One such option is the Citrix Analytics service, which monitors applications, devices, networks and users. It relies on machine learning to gather information about normal activity and alerts IT to any deviations from that behavior. Organizations can use the security analytics platform, currently in limited preview, to glean data from either on-premises or cloud-hosted Citrix deployments.
"Running IT the old way is getting increasingly difficult, because there's too much data, too many devices and users," said Zeus Kerravala, founder and principal analyst of ZK Research in Westminster, Mass. "Machine-learning-based analytics down the road will become the norm -- especially for security. So many threats today occur from inside the network."
Citrix Analytics security and performance monitoring
Many attendees here at Citrix Synergy 2018 said they're considering adopting the Citrix Analytics service.
Cerner Corp., a health IT provider based in Kansas City, Mo., delivers XenApp published applications to healthcare providers, including 500,000 global users on tens of thousands of Citrix servers. It would be helpful to have automatic monitoring and analysis of user logon times and server resource information, such as CPU usage, said Dan Harms, a principal architect at Cerner.
"Clinicians are very sensitive to how long it takes to log in," Harms said. "Their job is not to have to call IT all the time."
Application performance is a big part of analytics offerings today, and it can help IT understand where apps perform well and why, Kerravala said. There are a lot of third-party vendors that provide app monitoring capabilities, but they all take different approaches. Some monitor devices, and some do it at the network level. It's possible that Citrix Analytics will do a better job of specifically monitoring Citrix workloads, Kerravala said.
At Cerner, Citrix Analytics would also help overcome the challenge of having multiple, different security tools that report on different aspects of the infrastructure, Harms said.
Dan Harmsprincipal architect at Cerner
"That's one of the things we like in the analytics -- being able to see everything in one dashboard," Harms said.
Organizations can use the Citrix Analytics service whether they run Xen products on premises, on Citrix's Cloud -- which is based on Microsoft Azure -- or on other cloud providers supported by the Citrix Cloud service, such as Amazon Web Services (AWS), said Mike Stringer, senior director of product engineering. Once it's generally available, the security analytics platform likely will not have a separate SKU, but it will be included in other Citrix offerings, he said.

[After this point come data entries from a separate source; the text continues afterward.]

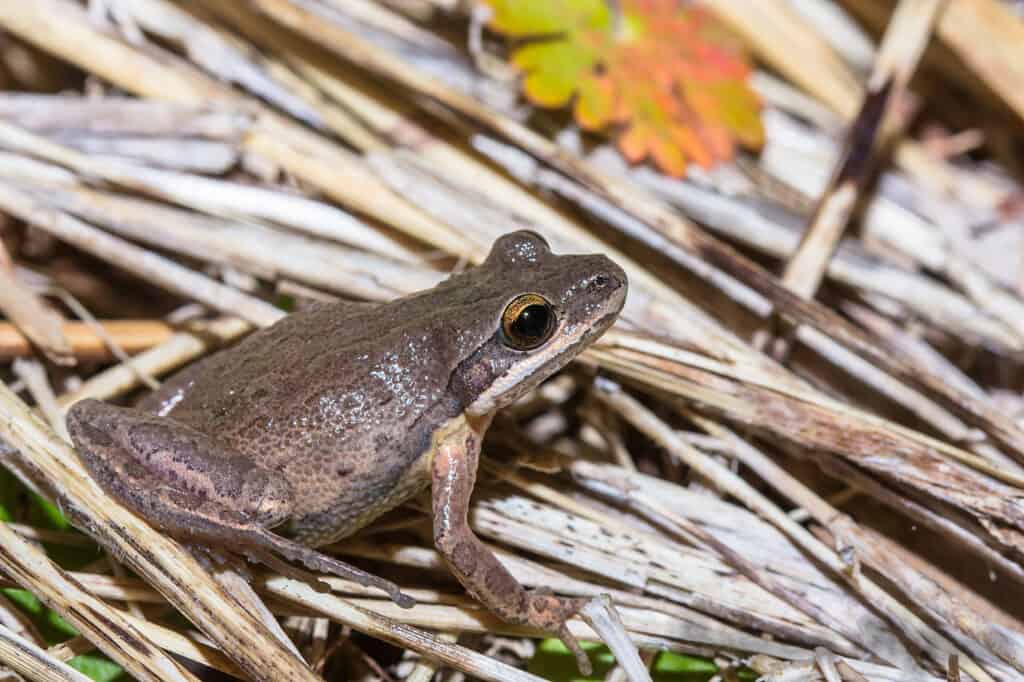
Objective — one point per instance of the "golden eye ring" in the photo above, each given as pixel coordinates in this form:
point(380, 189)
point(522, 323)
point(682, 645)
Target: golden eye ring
point(527, 322)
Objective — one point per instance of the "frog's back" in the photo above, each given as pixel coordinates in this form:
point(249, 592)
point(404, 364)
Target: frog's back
point(336, 398)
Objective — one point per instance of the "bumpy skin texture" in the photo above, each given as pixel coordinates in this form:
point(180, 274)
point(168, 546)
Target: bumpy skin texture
point(330, 417)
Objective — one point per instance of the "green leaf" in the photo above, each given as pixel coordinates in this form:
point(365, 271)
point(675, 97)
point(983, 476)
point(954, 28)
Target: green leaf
point(98, 668)
point(553, 662)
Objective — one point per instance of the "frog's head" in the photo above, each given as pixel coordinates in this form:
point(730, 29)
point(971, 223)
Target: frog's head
point(537, 310)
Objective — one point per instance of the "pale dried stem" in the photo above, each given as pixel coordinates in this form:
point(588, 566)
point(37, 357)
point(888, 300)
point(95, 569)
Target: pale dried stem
point(159, 559)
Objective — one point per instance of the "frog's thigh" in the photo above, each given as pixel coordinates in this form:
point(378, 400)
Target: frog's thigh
point(174, 476)
point(453, 475)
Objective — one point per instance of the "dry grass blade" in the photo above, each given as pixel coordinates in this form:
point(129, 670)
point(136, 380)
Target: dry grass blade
point(341, 610)
point(26, 309)
point(902, 46)
point(935, 644)
point(105, 627)
point(132, 336)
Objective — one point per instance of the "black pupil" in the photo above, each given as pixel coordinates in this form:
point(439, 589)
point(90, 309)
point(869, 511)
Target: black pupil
point(532, 322)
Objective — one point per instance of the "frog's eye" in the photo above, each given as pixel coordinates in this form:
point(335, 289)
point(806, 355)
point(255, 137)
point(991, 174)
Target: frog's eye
point(527, 322)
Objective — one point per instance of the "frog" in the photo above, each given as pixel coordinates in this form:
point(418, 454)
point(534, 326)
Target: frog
point(307, 430)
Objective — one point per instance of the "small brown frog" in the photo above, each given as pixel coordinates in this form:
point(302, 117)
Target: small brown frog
point(321, 423)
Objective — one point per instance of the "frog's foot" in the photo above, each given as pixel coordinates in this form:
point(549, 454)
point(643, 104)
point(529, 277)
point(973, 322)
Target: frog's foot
point(551, 613)
point(314, 560)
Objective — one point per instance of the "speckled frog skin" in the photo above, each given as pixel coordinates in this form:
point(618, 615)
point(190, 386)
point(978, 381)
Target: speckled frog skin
point(324, 421)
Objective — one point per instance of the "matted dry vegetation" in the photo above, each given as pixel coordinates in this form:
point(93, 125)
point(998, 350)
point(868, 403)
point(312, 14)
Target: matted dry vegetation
point(803, 455)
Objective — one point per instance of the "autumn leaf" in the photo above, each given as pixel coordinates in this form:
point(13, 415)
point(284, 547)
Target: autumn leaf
point(665, 75)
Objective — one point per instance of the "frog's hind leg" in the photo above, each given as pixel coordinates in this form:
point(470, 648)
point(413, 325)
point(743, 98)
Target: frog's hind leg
point(189, 485)
point(326, 564)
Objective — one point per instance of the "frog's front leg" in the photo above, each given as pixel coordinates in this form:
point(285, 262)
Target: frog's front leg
point(454, 472)
point(186, 483)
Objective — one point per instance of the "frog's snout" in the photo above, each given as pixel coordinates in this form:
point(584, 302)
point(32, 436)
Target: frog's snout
point(609, 282)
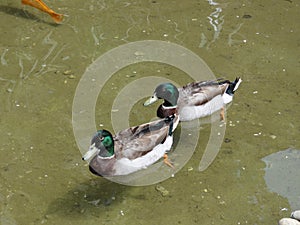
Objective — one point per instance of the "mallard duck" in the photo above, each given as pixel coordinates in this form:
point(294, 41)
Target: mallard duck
point(194, 100)
point(43, 7)
point(131, 149)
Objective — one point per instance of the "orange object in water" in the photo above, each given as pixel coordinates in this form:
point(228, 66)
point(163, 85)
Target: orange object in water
point(43, 7)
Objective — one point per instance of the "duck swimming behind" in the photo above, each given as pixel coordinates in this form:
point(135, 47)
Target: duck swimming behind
point(194, 100)
point(131, 149)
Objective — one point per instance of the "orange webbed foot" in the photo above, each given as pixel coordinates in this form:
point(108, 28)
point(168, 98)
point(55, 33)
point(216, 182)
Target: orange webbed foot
point(222, 114)
point(166, 161)
point(43, 7)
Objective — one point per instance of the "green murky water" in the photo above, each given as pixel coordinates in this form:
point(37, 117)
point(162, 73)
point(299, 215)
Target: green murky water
point(44, 181)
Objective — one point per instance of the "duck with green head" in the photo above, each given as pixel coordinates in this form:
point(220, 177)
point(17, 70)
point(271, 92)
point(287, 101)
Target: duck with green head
point(194, 100)
point(131, 149)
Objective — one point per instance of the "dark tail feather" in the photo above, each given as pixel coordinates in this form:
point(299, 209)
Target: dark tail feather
point(233, 86)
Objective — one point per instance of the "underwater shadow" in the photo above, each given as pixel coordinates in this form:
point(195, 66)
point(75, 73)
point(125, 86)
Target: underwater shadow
point(23, 14)
point(88, 198)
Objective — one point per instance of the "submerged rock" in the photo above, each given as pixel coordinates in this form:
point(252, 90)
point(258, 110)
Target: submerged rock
point(282, 175)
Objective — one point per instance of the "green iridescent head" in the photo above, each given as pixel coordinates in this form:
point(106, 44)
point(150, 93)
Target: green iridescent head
point(166, 91)
point(104, 141)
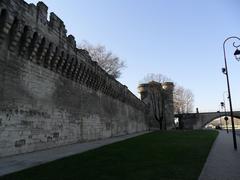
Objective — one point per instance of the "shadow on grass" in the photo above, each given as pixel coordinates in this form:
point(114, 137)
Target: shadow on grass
point(154, 156)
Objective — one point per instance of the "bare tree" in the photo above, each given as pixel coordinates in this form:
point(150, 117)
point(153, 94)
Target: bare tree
point(157, 104)
point(112, 64)
point(183, 98)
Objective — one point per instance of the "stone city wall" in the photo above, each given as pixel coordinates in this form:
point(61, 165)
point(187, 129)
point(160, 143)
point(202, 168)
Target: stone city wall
point(52, 93)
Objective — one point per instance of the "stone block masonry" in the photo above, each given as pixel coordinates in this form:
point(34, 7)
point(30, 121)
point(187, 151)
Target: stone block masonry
point(51, 93)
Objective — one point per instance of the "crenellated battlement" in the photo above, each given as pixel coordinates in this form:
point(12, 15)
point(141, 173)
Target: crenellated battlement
point(26, 33)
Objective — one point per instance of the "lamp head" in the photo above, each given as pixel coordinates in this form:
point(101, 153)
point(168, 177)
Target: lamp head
point(222, 104)
point(237, 54)
point(224, 70)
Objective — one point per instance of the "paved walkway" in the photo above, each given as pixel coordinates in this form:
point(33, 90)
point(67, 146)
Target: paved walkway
point(23, 161)
point(223, 162)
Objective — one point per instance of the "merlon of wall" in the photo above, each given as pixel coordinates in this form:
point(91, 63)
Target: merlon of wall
point(26, 31)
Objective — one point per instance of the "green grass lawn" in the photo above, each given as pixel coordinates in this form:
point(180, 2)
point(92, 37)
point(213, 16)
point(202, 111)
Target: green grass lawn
point(159, 155)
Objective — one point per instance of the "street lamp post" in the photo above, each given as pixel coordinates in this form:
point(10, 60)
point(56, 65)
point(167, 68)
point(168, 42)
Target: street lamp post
point(225, 118)
point(225, 71)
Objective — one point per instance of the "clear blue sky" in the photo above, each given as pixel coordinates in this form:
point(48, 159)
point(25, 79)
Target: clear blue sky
point(179, 39)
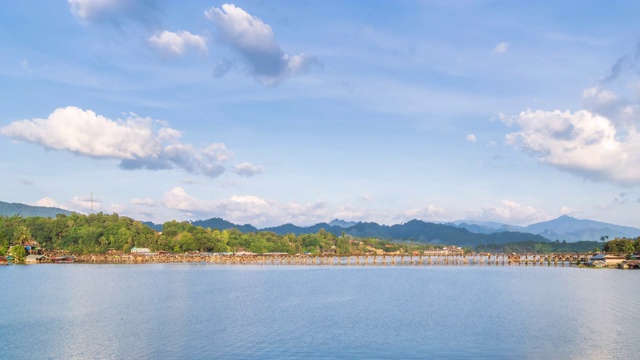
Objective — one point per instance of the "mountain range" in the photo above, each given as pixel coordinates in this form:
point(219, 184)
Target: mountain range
point(462, 233)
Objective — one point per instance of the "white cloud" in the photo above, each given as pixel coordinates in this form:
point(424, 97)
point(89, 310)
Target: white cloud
point(114, 10)
point(565, 210)
point(144, 202)
point(137, 142)
point(247, 169)
point(48, 202)
point(471, 138)
point(501, 47)
point(85, 204)
point(428, 213)
point(583, 143)
point(177, 43)
point(255, 41)
point(510, 213)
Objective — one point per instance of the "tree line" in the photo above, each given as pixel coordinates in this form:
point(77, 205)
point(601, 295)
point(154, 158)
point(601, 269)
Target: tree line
point(99, 233)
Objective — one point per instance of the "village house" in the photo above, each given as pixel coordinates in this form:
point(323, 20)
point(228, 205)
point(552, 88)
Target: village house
point(445, 251)
point(35, 259)
point(599, 260)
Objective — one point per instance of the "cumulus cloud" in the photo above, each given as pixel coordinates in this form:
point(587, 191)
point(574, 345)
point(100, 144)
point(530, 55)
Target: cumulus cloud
point(501, 48)
point(583, 143)
point(139, 143)
point(510, 213)
point(48, 202)
point(247, 169)
point(143, 202)
point(255, 42)
point(173, 43)
point(85, 203)
point(599, 142)
point(115, 11)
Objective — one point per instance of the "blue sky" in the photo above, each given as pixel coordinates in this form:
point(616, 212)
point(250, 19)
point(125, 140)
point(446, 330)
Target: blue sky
point(268, 112)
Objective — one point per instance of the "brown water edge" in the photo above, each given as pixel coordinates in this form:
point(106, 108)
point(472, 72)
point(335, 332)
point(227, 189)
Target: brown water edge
point(371, 260)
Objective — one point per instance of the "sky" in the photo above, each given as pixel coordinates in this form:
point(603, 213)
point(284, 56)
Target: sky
point(273, 112)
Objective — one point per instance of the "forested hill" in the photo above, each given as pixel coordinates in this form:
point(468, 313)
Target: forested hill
point(11, 209)
point(221, 224)
point(415, 230)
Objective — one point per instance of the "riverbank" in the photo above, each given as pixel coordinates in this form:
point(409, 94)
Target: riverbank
point(371, 260)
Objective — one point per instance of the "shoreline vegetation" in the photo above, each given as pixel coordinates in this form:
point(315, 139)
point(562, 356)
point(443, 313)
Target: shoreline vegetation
point(104, 235)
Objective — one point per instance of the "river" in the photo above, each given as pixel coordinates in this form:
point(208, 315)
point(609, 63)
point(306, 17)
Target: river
point(204, 311)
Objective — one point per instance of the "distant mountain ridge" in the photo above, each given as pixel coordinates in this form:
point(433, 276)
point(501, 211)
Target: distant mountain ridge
point(463, 232)
point(12, 209)
point(572, 229)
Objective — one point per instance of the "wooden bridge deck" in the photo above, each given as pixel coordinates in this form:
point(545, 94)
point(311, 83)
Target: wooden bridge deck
point(335, 260)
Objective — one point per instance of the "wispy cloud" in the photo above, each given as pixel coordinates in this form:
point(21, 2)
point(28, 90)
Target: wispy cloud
point(247, 169)
point(510, 212)
point(177, 43)
point(139, 143)
point(255, 42)
point(115, 11)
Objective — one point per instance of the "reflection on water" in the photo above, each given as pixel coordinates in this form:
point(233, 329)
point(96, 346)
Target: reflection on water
point(256, 312)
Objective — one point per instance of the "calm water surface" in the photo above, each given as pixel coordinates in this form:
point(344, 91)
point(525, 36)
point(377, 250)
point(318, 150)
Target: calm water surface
point(182, 311)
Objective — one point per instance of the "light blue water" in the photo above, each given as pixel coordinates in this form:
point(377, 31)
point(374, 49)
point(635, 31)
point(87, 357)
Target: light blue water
point(295, 312)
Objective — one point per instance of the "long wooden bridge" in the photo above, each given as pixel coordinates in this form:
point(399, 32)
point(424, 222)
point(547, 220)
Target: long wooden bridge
point(355, 260)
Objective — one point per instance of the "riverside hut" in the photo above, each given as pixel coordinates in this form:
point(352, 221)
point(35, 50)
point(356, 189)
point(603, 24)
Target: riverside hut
point(35, 259)
point(606, 259)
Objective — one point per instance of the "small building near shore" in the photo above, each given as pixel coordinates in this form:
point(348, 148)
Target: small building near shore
point(35, 259)
point(606, 259)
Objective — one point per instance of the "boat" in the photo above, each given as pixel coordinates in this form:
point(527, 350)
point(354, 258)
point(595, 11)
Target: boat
point(64, 259)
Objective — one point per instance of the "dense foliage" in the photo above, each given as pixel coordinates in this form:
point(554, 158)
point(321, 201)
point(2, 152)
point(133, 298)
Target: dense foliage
point(98, 233)
point(11, 209)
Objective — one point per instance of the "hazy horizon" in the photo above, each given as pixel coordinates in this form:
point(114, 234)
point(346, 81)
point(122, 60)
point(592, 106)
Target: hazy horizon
point(305, 111)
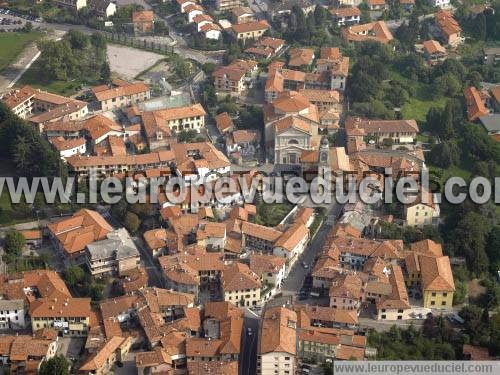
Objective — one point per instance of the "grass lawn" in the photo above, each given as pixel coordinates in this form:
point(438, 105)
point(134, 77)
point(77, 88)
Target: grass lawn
point(12, 44)
point(35, 77)
point(421, 101)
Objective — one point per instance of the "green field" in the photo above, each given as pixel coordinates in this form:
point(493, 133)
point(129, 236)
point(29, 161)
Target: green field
point(421, 101)
point(35, 77)
point(12, 44)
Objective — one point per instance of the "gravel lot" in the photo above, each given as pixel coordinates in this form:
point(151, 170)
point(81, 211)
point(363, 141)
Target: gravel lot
point(129, 62)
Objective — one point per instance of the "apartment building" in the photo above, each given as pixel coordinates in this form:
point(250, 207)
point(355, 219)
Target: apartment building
point(69, 316)
point(373, 31)
point(259, 237)
point(240, 285)
point(143, 21)
point(230, 80)
point(71, 236)
point(223, 5)
point(24, 354)
point(292, 242)
point(450, 32)
point(178, 119)
point(270, 269)
point(12, 314)
point(345, 16)
point(278, 342)
point(396, 305)
point(437, 282)
point(114, 255)
point(69, 147)
point(397, 131)
point(42, 107)
point(121, 95)
point(250, 30)
point(101, 362)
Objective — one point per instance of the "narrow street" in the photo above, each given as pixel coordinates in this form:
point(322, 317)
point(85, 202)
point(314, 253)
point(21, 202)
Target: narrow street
point(249, 343)
point(293, 283)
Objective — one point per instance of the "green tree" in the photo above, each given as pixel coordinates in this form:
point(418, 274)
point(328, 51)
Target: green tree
point(470, 238)
point(14, 243)
point(57, 365)
point(132, 222)
point(105, 72)
point(73, 275)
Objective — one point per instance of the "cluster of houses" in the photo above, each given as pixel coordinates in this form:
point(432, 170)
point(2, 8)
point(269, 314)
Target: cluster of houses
point(483, 106)
point(196, 15)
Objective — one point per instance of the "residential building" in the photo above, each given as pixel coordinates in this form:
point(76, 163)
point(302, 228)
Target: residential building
point(434, 52)
point(300, 57)
point(12, 314)
point(125, 94)
point(193, 10)
point(423, 211)
point(397, 131)
point(24, 354)
point(240, 285)
point(160, 123)
point(327, 317)
point(376, 31)
point(71, 236)
point(449, 29)
point(224, 123)
point(72, 4)
point(475, 104)
point(396, 305)
point(324, 345)
point(377, 5)
point(143, 21)
point(345, 16)
point(347, 292)
point(324, 99)
point(42, 107)
point(259, 237)
point(266, 47)
point(491, 55)
point(437, 282)
point(211, 31)
point(103, 8)
point(292, 242)
point(223, 5)
point(250, 30)
point(101, 362)
point(242, 15)
point(270, 269)
point(277, 347)
point(230, 80)
point(69, 316)
point(440, 3)
point(407, 5)
point(69, 147)
point(114, 255)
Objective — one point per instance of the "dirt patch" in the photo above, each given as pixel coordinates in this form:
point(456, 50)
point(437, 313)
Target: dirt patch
point(129, 62)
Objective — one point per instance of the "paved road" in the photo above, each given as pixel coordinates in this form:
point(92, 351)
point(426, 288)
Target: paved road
point(295, 279)
point(154, 274)
point(248, 352)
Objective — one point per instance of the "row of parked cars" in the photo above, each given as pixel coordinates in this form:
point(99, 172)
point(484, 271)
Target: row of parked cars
point(27, 17)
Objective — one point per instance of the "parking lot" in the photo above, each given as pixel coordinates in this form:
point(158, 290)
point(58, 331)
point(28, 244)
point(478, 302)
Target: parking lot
point(11, 21)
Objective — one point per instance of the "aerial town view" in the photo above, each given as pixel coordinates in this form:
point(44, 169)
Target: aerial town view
point(250, 187)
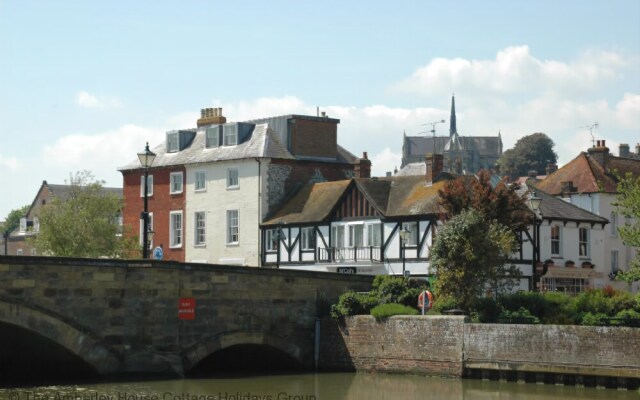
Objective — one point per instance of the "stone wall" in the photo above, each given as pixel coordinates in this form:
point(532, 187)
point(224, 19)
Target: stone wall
point(450, 346)
point(122, 316)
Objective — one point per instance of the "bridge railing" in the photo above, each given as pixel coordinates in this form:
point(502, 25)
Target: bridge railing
point(349, 254)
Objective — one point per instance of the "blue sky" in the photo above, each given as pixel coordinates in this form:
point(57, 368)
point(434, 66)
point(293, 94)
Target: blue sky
point(84, 84)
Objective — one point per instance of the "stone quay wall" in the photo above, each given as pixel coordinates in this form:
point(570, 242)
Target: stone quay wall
point(451, 346)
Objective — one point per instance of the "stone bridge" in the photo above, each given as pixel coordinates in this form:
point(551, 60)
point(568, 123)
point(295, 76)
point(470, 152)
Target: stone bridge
point(122, 316)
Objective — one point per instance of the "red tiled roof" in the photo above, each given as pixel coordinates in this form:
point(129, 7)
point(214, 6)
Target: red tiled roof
point(588, 175)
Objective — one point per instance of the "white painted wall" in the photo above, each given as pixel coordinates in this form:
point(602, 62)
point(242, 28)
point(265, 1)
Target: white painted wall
point(215, 201)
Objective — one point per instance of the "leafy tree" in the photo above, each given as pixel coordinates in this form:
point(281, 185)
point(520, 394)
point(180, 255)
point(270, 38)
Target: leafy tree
point(469, 256)
point(13, 219)
point(628, 204)
point(84, 224)
point(501, 204)
point(531, 152)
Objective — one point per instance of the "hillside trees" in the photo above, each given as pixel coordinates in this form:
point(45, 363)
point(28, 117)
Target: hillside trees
point(531, 152)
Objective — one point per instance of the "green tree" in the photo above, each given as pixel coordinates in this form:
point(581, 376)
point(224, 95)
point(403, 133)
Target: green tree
point(500, 203)
point(531, 152)
point(13, 219)
point(84, 224)
point(469, 256)
point(628, 204)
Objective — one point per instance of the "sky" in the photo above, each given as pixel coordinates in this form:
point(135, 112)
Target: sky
point(85, 84)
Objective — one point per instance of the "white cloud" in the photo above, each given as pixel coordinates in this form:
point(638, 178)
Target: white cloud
point(9, 162)
point(84, 99)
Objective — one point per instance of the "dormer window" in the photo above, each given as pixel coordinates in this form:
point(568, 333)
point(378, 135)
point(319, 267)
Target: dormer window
point(213, 136)
point(172, 142)
point(230, 135)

WestRock, a paper and packaging company based in Atlanta, runs XenApp published apps and a small XenDesktop VDI deployment, and it's currently doing a proof of concept to determine whether to move these workloads to AWS. Michael Hauenstein, a Citrix engineer at the company, said he hasn't seen the quality of analytics in the Citrix Analytics service present in any other offerings yet, but Microsoft could compete in this market more in the future.
"The learning piece and the automation [are] really, really interesting," Hauenstein said.
Understanding identities also plays a key role in the Citrix Analytics service, said Jack Gold, analyst at J. Gold Associates in Northborough, Mass.
"[Citrix has] got the ability to look at all of their components, build a knowledge base of what everyone is doing and trying to assess from that, 'Is there a security risk?'" he said. "It's identity, but also security and policy-setting in an automated fashion. I see Analytics as the core of making all of this stuff work."
NetScaler analytics tool
Citrix also offers a cloud-based analytics service specifically for its NetScaler product. Organizations can use the NetScaler Management and Analytics Service to glean information about how NetScaler is running and how apps are performing in terms of latency and disk usage.
At Chubb, a global insurance company based in Whitehouse, N.J., "we could figure out why the India side of the connection is experiencing higher than normal latency, [for example]," said Kirk Moore, a senior network engineer. "It's designed to be proactive."
Chubb doesn't currently use the service, but would find it useful now that the company has increased its usage of NetScaler, Moore said. It's unpractical to do all that analysis manually now, he added.
Site editor Erica Mixon contributed to this report.